There are numerous reported and cited cases of patients with unilateral lesions in the thalamus region who have a tendency to react excessively to affective stimuli. For example, pin pricks, painful pressure, and excessive heat or cold all cause more distress on the damaged side of the body as compared to the normal side. Similar results can be observed from agreeable stimuli: warmth stimuli may cause intense pleasure, demonstrated by facial expressions of enjoyment and exclamations of delight by the individual. The increased influence of stimuli resulting in excessive responses was attributed to the release of the thalamus from cortical inhibition.

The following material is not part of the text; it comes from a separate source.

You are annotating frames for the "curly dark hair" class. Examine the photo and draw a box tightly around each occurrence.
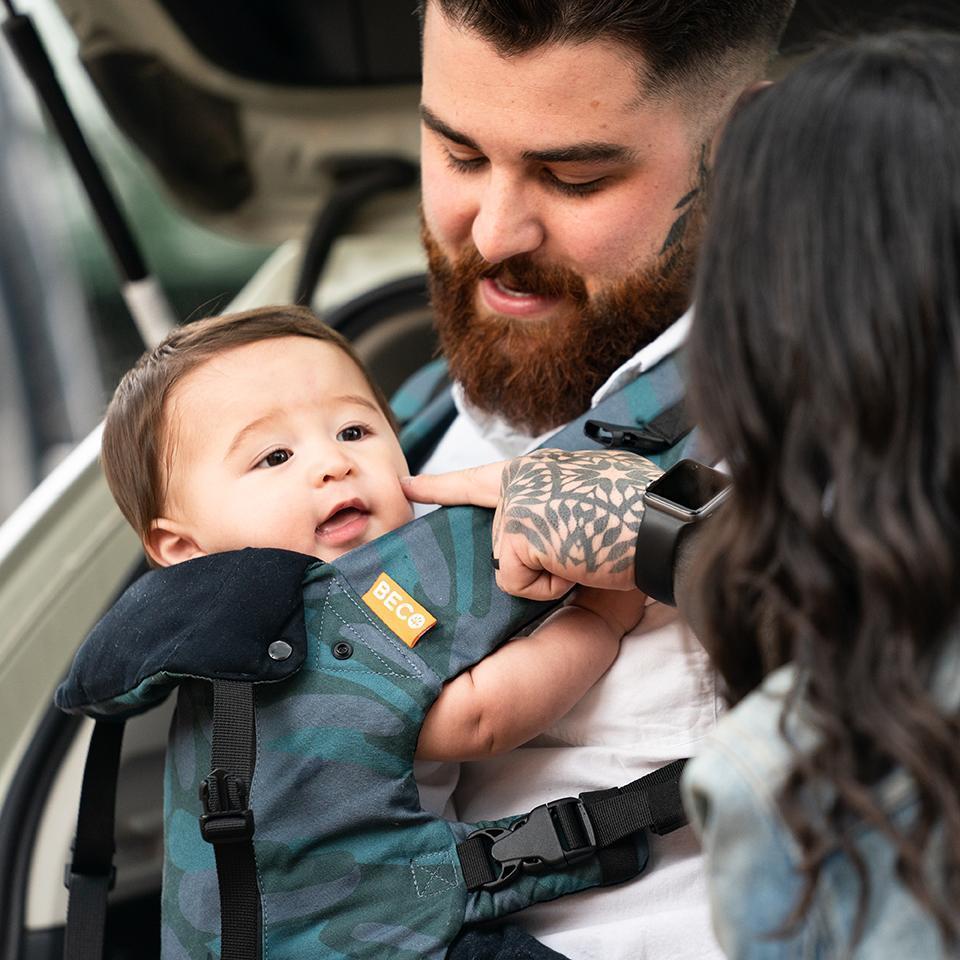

When the thalamus is released from cortical control, the affective states and responses are increased; thus, it was concluded that the thalamic region is occupied with the affective component of sensation.

==The Cannon–Bard theory==

Location of the human cerebrum (red).

According to Cannon, an external stimulus activates receptors and this excitation starts impulses toward the cortex. Upon arriving in the cortex, the impulses are associated with conditioned processes that determine the direction of the subsequent response. It is this response that stimulates the thalamic processes. Once the thalamic processes are activated, they are ready to discharge. The thalamic neurons fire in a special combination in a given emotional expression. These neurons then discharge precipitately and intensely. Cannon wrote that within and near the thalamus, the neurons responsible for an emotional expression lie close to the relay in the sensory path from the periphery to the cortex, and when these neurons fire in a particular combination they innervate muscles and viscera and excite afferent paths to the cortex by direct connection or irradiation.

The key component of the Cannon–Bard theory of emotion is that when the thalamic discharge occurs, the bodily changes occur almost simultaneously with the emotional experience. The bodily changes and emotional experience occur separately and independently of one another; physiological arousal does not have to precede emotional expression or experience. The theory asserts that the thalamic region is the brain area responsible for emotional responses to experienced stimuli.

Cannon summarises the observations that serve as the basis for his theory of emotion which claims the thalamic region is the coordinating center for emotional reactions. First, after the removal of the cerebrum anterior to the thalamus in animal test subjects, the animals continue to display rage-like emotional responses. These reactions cease when the thalamus is then removed. Secondly, a tumor on one side of the thalamus can result in unilateral laughter or grimace under the appropriate conditions, although cortical and voluntary control of the same muscles is bilateral. Lastly, temporary impairment of cortical control of lower centers from light amnesia or permanent impairment by disease (e.g. tumor or lesion) can cause uncontrollable and prolonged weeping or laughing.

==Additional theories of emotion==

The location of the limbic system, the key brain area in the Papez-MacLean theory of emotion.

The Cannon–Bard theory of emotion was formulated as a challenge and alternative to James–Lange theory. The Papez-Maclean theory is another influential theory of emotion that differs from the Cannon–Bard theory in terms of the area that is considered to be responsible for emotion expression. James Papez initially suggested that the interconnections among structures of the limbic system were ideally constituted to handle the long-lasting, intense aspects of experience that are typically associated with emotion.
The circuit originally proposed by Papez consisted of the hippocampus, the ipsilateral mammillary body, the anterior nucleus of the thalamus, the cingulate cortex, the parahippocampal gyrus, and the entorhinal cortex, returning to the hippocampus. MacLean elaborated on Papez's earlier work, adding the prefrontal cortex, the septum, and the amygdala, and named this group of structures the limbic system.

There is also the two-factor theory of emotion, as proposed by Stanley Schachter and Jerome E. Singer.